The POST /v1/documents endpoint in the MarkLogic REST API supports writing multiple documents with metadata via a multipart HTTP request. The MarkLogic Python client simplifies the use of this endpoint via the client.documents.write
method and the Document
class.
Table of contents
- Setup
- Writing documents with metadata
- Writing documents with different content types
- Specifying default metadata
- Additional control over writing a document
- Providing additional arguments
- Referencing a transaction
- Error handling
- Optic Update
Setup
The examples below all assume that you have created a new MarkLogic user named “python-user” as described in the setup guide. In addition, each of the examples below requires the following Client
instance to be created first:
from marklogic import Client
client = Client('http://localhost:8000', digest=('python-user', 'pyth0n'))
Writing documents with metadata
Writing a document requires specifying a URI, the document content, and at least one update permission (a user with the “admin” role does not need to specify an update permission, but using such a user in an application is not encouraged). The example below demonstrates this; the default_perms
variable is used in subsequent examples.
from marklogic.documents import Document
default_perms = {"rest-reader": ["read", "update"]}
response = client.documents.write(Document("/doc1.json", {"doc": 1}, permissions=default_perms))
The write
method returns a Response instance from the requests
API, giving you access to everything returned by the MarkLogic REST API.
The Document
class supports all of the types of metadata that can be assigned to a document:
doc = Document(
"/doc1.json",
{"doc": 1},
permissions=default_perms,
collections=["c1", "c2"],
quality=10,
metadata_values={"key1": "value1", "key2": "value2"},
properties={"prop1": "value1", "prop2": 2}
)
client.documents.write(doc)
Multiple documents can be written in a single call, each with their own metadata:
client.documents.write([
Document("/doc1.json", {"doc": 1}, permissions=default_perms, collections=["example"]),
Document("/doc2.json", {"doc": 2}, permissions=default_perms, quality=5),
])
Writing documents with different content types
The examples above create documents with a dictionary as content, resulting in JSON documents in MarkLogic. An XML document can be created with content defined via a string, including in the same request that creates a JSON document:
client.documents.write([
Document("/doc1.json", {"doc": 1}, permissions=default_perms),
Document("/doc2.xml", "<doc>2</doc>", permissions=default_perms),
])
Binary documents can be created by passing in binary content:
client.documents.write([Document("/doc1.bin", b"example content", permissions=default_perms)])
A Document
has a content_type
attribute that allows for explicitly defining the mimetype of a document. This feature is useful in a scenario where MarkLogic does not have a mimetype registered for the URI extension, or there is no extension:
client.documents.write([Document(
"/doc1", "some text",
permissions=default_perms,
content_type="text/plain"
)])
Specifying default metadata
The documents REST endpoint allows for default metadata to be specified for one or more documents. The client supports this by allowing a DefaultMetadata
instance to be included before any number of Document
instances. Each Document
will use the metadata in the DefaultMetadata
instance, unless it specifies its own metadata.
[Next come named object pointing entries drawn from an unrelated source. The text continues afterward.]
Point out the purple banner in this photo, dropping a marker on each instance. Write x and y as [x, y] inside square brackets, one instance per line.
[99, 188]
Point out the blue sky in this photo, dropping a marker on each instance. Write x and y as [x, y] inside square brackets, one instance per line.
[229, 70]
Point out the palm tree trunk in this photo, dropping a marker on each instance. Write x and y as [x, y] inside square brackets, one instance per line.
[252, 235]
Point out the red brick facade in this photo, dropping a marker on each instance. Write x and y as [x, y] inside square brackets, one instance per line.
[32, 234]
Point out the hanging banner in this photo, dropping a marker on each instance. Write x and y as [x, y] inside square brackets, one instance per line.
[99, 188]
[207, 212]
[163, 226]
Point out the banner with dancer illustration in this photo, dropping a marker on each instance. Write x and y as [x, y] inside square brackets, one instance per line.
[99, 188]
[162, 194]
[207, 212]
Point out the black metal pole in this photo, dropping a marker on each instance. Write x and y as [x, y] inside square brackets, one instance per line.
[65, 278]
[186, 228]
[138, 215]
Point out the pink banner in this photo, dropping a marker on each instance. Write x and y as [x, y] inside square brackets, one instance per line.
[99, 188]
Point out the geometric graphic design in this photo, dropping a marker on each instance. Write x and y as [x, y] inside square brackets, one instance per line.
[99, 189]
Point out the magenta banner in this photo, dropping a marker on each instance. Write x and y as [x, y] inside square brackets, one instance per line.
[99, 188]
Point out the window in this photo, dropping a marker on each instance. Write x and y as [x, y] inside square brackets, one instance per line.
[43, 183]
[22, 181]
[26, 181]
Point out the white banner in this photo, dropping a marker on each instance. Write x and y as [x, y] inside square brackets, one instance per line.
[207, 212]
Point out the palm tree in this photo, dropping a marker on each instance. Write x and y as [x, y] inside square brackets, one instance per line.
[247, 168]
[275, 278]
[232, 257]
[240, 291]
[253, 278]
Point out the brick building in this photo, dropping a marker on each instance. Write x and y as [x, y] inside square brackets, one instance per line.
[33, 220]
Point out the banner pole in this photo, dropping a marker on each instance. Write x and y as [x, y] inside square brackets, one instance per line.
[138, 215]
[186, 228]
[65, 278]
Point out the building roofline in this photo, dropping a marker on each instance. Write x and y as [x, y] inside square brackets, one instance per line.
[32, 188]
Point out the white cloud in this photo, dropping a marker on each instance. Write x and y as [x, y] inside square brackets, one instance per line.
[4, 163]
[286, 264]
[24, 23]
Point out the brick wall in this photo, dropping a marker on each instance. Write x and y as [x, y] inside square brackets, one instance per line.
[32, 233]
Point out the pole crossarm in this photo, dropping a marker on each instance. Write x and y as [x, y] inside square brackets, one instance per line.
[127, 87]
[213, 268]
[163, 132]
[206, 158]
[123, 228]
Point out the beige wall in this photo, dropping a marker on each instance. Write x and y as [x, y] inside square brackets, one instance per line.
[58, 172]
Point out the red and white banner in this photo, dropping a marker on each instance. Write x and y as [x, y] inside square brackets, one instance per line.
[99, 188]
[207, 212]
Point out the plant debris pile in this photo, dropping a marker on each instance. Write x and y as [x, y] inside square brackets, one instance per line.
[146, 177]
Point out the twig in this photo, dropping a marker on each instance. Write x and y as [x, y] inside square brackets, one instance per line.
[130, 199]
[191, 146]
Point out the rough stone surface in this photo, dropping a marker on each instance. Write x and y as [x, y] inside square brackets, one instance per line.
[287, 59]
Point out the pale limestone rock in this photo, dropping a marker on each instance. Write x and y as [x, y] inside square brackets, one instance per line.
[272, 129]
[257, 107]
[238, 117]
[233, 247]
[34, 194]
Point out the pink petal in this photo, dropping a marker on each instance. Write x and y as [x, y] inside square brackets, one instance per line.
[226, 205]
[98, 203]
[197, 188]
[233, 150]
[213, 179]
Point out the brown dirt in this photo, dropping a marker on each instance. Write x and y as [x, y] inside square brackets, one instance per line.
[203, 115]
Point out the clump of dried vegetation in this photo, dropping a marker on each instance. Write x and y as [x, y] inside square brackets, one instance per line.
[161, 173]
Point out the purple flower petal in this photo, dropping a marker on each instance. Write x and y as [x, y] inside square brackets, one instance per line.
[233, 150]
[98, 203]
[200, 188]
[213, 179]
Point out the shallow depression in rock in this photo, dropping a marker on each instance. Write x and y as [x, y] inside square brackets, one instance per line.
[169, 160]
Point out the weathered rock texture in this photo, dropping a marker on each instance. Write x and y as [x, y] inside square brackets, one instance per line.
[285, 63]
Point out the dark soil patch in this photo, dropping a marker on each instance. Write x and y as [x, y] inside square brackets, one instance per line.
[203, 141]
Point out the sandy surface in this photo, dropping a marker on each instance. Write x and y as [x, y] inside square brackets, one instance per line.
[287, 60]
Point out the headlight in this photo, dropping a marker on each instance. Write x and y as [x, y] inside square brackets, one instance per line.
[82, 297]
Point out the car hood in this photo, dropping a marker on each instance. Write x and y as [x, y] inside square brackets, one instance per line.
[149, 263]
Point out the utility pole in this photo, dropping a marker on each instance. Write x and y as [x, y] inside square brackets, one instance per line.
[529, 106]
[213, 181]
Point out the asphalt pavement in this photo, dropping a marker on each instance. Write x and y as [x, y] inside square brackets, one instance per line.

Consider the following example:
from marklogic.documents import Document, DefaultMetadata
client.documents.write([
DefaultMetadata(permissions=default_perms, collections=["example"]),
Document("/doc1.json", {"doc": 1}),
Document("/doc2.json", {"doc": 2}, permissions=default_perms, quality=10)
])
The first document will be written with the metadata specified in the first DefaultMetadata
instance. The second document will not use the default metadata since it specifies its own metadata. It will have the same permissions, but it will have a quality score of 10 and will not be assigned to the “example” collection.
Multiple instances of DefaultMetadata
can be included in the list passed to the client.documents.write
method. If a Document
instance does not specify any metadata, it will use the metadata found in the DefaultMetadata
instance that occurs most recently before it in the list (if one exists).
Additional control over writing a document
The “Usage Notes” section in the POST /v1/documents documentation describes how several parameters can be used to control how each document is written. Those parameters are:
extension
= a URI suffix for use when MarkLogic generates the URI.directory
= a URI prefix for use when MarkLogic generates the URI.repair
= level of XML repair to perform for an XML document.extract
= whether or not to extract metadata for a binary document.versionId
= can be used when optimistic locking is enabled.temporal-document
= the logical document URI for a document in a temporal collection.
Each of these can be specified on a Document
instance, though versionId
and temporal-document
are named version_id
and temporal_document
to align with Python naming conventions.
The following shows an example of writing a document without specifying a URI, where the written document will have a URI beginning with “/example/” and ending with “.json”, with MarkLogic adding a random identifier in between to construct the URI:
client.documents.write([Document(None, {"doc": 1}, extension=".json", directory="/example/")])
Providing additional arguments
The client.documents.write
method provides a **kwargs
argument, so you can pass in any other arguments you would normally pass to requests
. For example:
response = client.documents.write(Document("/doc1.json", {"doc": 1}, permissions=default_perms), params={"database": "Documents"})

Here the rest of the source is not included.